September 15, 2017KR BlogBlogCurrent EventsEthicsLiteratureReadingUncategorized

Reading Toni Morrison’s Playing in the Dark After Charlottesville


As someone who teaches literature post-Charlottesville (and everything else), I felt it was an important time to revisit Toni Morrison’s Playing in the Dark: Whiteness and the Literary Imagination (1992). In this book, Morrison argues that white American writers employ a sort of “black surrogacy” in which African American characters function as vessels for the expression of their own forbidden feelings.

Morrison posits that these writers “were able to employ an imagined Africanist persona to articulate and imaginatively act out the forbidden in American culture.” She stresses that her exploration of this tendency needs to be a fearless one, “an effort to avert the critical gaze from the racial object to the racial subject.” In order to do this, Morrison maintains that she must evade the kind of cowardly criticism that fails to address the Africanist presence in American literature.

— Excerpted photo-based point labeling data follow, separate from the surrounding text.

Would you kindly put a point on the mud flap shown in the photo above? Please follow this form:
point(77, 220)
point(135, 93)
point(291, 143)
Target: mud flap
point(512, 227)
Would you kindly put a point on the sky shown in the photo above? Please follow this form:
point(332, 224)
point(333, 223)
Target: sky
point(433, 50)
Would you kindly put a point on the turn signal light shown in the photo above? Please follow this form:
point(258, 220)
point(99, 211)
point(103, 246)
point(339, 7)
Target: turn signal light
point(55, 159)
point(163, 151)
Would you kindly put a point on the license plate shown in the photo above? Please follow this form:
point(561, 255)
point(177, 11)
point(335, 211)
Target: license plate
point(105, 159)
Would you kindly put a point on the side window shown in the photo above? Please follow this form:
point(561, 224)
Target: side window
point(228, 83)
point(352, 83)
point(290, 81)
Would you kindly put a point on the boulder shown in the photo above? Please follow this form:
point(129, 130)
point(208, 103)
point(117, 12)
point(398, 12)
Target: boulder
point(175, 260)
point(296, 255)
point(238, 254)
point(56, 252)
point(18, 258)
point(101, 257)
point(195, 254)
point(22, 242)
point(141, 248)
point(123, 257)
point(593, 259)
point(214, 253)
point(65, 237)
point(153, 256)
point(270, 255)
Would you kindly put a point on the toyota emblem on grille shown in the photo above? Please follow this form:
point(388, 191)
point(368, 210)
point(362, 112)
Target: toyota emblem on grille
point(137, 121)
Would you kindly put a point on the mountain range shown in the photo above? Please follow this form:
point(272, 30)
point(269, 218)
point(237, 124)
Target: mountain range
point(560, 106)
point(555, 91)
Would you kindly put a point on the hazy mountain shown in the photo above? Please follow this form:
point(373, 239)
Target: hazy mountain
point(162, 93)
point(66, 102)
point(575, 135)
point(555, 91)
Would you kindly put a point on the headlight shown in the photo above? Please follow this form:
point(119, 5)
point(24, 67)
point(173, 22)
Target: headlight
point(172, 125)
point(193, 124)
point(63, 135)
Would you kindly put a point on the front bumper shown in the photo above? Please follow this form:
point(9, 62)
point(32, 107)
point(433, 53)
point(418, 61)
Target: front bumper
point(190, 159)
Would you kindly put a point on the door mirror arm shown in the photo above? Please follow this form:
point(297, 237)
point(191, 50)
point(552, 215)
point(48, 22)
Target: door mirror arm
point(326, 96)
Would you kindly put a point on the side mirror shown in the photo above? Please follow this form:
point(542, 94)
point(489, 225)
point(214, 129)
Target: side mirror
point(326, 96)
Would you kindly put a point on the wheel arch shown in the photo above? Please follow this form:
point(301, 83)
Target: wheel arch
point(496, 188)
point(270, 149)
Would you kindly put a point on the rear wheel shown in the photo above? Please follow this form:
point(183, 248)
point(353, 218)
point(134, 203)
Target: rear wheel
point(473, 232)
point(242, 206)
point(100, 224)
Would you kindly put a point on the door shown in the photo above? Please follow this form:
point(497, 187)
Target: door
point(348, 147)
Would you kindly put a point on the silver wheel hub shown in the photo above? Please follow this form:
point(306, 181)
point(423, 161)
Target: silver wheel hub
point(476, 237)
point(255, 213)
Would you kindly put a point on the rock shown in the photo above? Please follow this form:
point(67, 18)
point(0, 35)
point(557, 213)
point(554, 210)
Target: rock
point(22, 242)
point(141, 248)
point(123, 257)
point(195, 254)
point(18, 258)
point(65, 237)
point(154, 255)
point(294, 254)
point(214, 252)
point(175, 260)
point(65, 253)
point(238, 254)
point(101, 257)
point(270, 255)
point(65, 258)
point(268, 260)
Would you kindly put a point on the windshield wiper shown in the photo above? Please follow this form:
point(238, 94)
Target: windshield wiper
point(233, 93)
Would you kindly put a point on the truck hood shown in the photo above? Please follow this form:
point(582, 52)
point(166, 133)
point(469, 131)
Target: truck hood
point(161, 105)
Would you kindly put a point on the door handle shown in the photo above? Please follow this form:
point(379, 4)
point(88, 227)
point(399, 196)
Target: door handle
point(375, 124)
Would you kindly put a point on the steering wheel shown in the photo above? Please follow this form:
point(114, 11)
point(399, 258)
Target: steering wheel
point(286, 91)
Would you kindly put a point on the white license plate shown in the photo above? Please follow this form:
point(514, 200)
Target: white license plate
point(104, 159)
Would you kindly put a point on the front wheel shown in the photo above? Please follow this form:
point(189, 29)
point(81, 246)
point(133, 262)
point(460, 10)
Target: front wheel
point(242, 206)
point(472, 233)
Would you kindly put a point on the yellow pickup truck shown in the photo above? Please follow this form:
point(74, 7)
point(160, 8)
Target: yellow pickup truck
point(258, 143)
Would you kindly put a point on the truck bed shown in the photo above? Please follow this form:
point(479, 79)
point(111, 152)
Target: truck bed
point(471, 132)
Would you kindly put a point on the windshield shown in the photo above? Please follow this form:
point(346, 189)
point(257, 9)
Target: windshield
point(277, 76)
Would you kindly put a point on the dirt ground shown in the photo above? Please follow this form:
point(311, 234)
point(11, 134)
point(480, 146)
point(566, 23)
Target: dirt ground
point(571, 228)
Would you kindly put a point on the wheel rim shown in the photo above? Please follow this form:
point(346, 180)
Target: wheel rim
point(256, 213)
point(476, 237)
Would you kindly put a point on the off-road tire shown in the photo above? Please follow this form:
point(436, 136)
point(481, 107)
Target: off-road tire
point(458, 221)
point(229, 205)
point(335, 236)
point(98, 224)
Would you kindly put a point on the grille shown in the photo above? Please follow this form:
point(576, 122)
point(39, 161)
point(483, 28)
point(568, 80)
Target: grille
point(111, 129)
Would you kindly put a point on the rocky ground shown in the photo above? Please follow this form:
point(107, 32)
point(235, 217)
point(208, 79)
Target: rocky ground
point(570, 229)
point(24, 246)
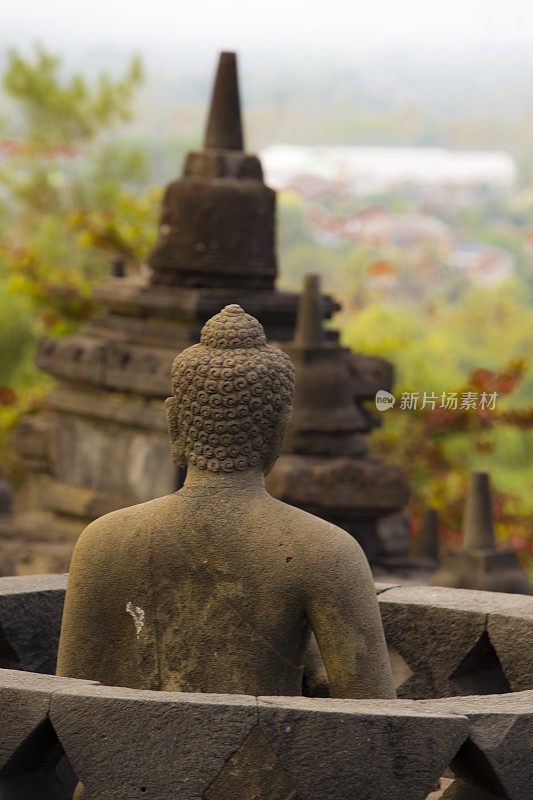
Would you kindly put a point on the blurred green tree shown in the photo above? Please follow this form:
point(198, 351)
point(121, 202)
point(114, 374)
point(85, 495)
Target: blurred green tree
point(72, 197)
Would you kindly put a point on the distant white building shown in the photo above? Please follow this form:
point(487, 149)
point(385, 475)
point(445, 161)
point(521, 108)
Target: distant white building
point(362, 171)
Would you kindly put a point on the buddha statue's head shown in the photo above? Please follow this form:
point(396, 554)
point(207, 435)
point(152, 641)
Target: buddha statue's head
point(231, 397)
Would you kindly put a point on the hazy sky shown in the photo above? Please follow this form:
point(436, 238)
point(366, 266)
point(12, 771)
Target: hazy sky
point(333, 23)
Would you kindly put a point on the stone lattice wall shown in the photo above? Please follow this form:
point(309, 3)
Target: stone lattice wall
point(125, 743)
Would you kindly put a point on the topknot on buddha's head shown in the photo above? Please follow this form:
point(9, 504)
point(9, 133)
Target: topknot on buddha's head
point(232, 395)
point(232, 329)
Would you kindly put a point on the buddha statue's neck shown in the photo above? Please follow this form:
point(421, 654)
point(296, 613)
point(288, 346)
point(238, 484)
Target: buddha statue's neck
point(203, 481)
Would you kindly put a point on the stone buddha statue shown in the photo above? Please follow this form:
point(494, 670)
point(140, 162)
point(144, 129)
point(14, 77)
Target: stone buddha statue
point(219, 587)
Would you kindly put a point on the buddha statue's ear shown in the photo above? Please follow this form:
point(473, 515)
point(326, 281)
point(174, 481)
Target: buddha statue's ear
point(175, 433)
point(278, 437)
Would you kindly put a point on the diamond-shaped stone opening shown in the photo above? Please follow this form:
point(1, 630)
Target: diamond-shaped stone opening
point(39, 769)
point(440, 787)
point(253, 773)
point(480, 671)
point(401, 671)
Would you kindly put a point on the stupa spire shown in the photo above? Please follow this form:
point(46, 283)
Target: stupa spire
point(428, 537)
point(478, 526)
point(224, 125)
point(308, 331)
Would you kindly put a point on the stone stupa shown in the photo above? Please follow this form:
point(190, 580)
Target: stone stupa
point(101, 443)
point(480, 563)
point(325, 468)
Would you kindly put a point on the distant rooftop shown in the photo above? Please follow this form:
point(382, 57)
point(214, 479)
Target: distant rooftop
point(368, 169)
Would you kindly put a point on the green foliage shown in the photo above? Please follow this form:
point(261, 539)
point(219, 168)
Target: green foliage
point(71, 200)
point(55, 111)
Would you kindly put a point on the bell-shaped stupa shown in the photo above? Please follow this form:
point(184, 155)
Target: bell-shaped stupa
point(325, 468)
point(480, 563)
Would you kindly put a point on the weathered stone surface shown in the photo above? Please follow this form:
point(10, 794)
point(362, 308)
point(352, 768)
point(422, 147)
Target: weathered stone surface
point(216, 247)
point(32, 761)
point(30, 619)
point(479, 563)
point(338, 750)
point(462, 790)
point(216, 587)
point(370, 374)
point(223, 130)
point(442, 635)
point(174, 745)
point(497, 757)
point(512, 637)
point(253, 773)
point(352, 483)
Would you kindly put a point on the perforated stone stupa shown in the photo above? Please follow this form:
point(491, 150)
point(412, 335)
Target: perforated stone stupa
point(480, 563)
point(326, 469)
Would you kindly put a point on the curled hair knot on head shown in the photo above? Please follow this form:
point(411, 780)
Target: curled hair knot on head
point(229, 393)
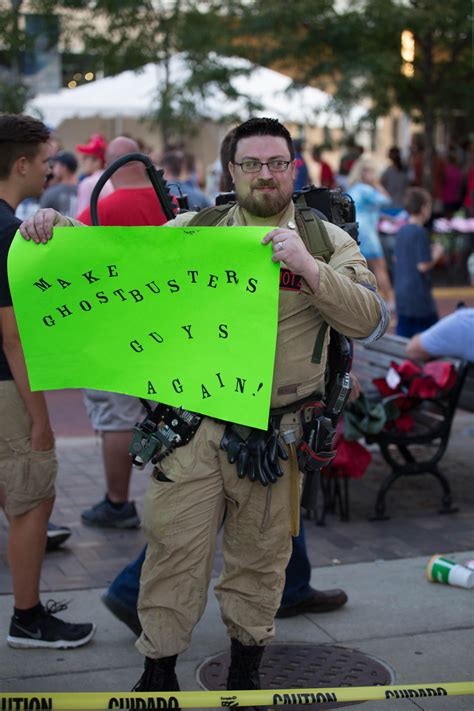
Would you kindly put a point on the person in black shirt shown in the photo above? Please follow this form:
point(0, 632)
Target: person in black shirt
point(28, 463)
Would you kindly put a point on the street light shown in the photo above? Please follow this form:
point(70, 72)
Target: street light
point(408, 54)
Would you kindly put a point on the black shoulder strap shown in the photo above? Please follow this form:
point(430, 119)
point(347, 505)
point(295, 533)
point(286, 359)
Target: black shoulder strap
point(210, 216)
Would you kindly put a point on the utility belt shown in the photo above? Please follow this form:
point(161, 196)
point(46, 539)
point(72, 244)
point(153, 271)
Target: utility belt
point(256, 453)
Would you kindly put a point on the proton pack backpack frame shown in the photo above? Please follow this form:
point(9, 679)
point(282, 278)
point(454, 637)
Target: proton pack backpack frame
point(169, 427)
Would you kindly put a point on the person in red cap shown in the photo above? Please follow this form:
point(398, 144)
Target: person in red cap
point(93, 160)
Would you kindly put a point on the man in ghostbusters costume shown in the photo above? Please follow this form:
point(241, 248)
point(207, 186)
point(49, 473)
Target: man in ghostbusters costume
point(192, 487)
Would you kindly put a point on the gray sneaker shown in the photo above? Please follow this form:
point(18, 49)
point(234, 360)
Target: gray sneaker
point(104, 515)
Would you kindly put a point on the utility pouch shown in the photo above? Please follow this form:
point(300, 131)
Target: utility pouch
point(315, 450)
point(163, 430)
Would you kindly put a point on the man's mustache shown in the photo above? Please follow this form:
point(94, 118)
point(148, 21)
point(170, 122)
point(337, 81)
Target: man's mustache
point(265, 184)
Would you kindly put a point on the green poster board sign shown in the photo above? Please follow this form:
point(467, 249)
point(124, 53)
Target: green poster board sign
point(185, 316)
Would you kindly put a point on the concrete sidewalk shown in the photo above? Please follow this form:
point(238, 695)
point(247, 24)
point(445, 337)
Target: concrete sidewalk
point(424, 632)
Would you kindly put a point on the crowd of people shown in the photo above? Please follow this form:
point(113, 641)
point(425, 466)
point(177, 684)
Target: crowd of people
point(196, 490)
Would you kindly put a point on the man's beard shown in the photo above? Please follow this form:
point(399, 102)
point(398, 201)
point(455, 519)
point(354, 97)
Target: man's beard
point(263, 204)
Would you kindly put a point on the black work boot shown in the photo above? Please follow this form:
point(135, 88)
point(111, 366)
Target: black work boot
point(243, 671)
point(159, 675)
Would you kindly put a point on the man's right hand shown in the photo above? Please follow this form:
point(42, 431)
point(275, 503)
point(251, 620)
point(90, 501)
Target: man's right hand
point(39, 227)
point(42, 437)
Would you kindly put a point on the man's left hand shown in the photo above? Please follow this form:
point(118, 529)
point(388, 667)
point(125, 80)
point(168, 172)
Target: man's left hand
point(288, 247)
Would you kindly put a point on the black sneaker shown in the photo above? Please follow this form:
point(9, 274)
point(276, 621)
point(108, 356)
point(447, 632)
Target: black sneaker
point(104, 515)
point(48, 631)
point(56, 536)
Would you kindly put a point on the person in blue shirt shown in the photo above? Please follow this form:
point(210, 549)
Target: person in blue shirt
point(369, 197)
point(451, 336)
point(415, 257)
point(174, 166)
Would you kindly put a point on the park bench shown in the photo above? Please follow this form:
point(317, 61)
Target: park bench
point(420, 450)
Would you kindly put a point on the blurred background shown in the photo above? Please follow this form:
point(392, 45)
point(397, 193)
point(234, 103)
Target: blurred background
point(347, 78)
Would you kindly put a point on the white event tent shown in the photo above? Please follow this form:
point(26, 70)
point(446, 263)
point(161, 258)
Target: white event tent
point(132, 94)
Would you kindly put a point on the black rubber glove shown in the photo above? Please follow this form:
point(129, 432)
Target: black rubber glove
point(256, 455)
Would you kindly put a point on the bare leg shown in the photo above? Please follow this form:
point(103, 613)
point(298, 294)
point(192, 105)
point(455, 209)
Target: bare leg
point(26, 547)
point(379, 268)
point(117, 464)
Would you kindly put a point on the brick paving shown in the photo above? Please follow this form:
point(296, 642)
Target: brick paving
point(92, 557)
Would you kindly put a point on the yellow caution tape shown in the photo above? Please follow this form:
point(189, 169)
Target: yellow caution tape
point(217, 699)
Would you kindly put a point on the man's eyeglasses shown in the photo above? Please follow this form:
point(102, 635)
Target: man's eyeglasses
point(255, 166)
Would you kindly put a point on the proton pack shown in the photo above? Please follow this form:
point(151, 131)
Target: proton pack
point(165, 428)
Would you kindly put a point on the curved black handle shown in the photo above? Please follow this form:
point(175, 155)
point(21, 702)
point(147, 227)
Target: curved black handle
point(156, 179)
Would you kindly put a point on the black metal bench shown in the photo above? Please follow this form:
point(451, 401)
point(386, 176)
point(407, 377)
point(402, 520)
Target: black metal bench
point(420, 450)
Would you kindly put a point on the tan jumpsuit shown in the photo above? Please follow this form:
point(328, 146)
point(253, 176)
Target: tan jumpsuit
point(184, 510)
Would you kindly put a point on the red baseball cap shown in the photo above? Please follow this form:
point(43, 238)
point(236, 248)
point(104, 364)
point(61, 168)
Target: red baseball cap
point(96, 146)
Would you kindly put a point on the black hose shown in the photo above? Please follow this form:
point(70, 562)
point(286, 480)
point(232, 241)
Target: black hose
point(156, 179)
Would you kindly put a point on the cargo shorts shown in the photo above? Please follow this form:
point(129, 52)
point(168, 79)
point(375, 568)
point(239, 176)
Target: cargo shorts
point(27, 477)
point(112, 412)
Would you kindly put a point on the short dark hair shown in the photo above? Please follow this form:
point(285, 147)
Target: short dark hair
point(226, 182)
point(20, 135)
point(415, 200)
point(260, 127)
point(173, 162)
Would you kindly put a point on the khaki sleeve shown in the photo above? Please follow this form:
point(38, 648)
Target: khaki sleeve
point(347, 297)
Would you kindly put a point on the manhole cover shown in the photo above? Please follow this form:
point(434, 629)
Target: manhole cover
point(308, 666)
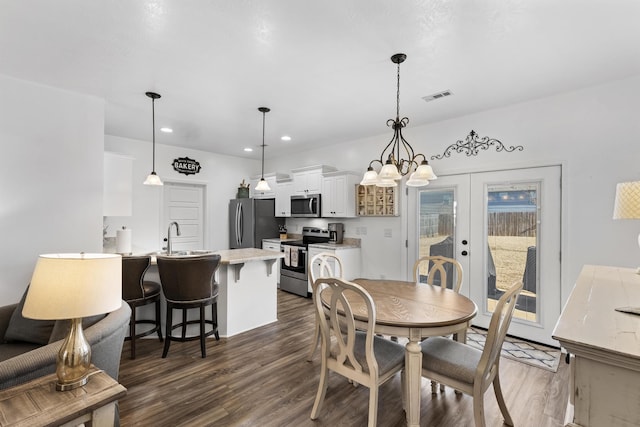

With this in mind, Morrison gives great thought to multiple American authors in her study, including Hemingway, Cather, Faulkner, Poe, and Twain, among others. In an insightful discussion of Poe’s The Narrative of Arthur Gordon Pym, for instance, she describes the moment after the black character dies, wherein the boat passes through a pallid curtain and a huge white figure arises. Of this moment, she writes, “No early American writer is more important to the concept of American Africanism than Poe. And no image is more telling than the one just described.” She then adds that this snowy figure also surfaces at the end of multiple American classics, citing Absalom! Absalom!, To Have and Have Not, “The Snows of Kilimanjaro,” Henderson the Rain King, and The Confessions of Nat Turner as examples.

In the end, the most striking aspect of Morrison’s work for me is her commentary on the effects of racism on those who propagate it. The chilling thing is that they’re not always aware that they’re propagating it, now are they? This is the part that really frightens me. Hence the need to read such works as Morrison’s and stay informed and aware. Morrison’s pioneering study is a lyrical, insightful contribution to the understanding of the complex beasts of American literature and culture. Needless to say, I will continue devoting my career to understanding those beasts and others.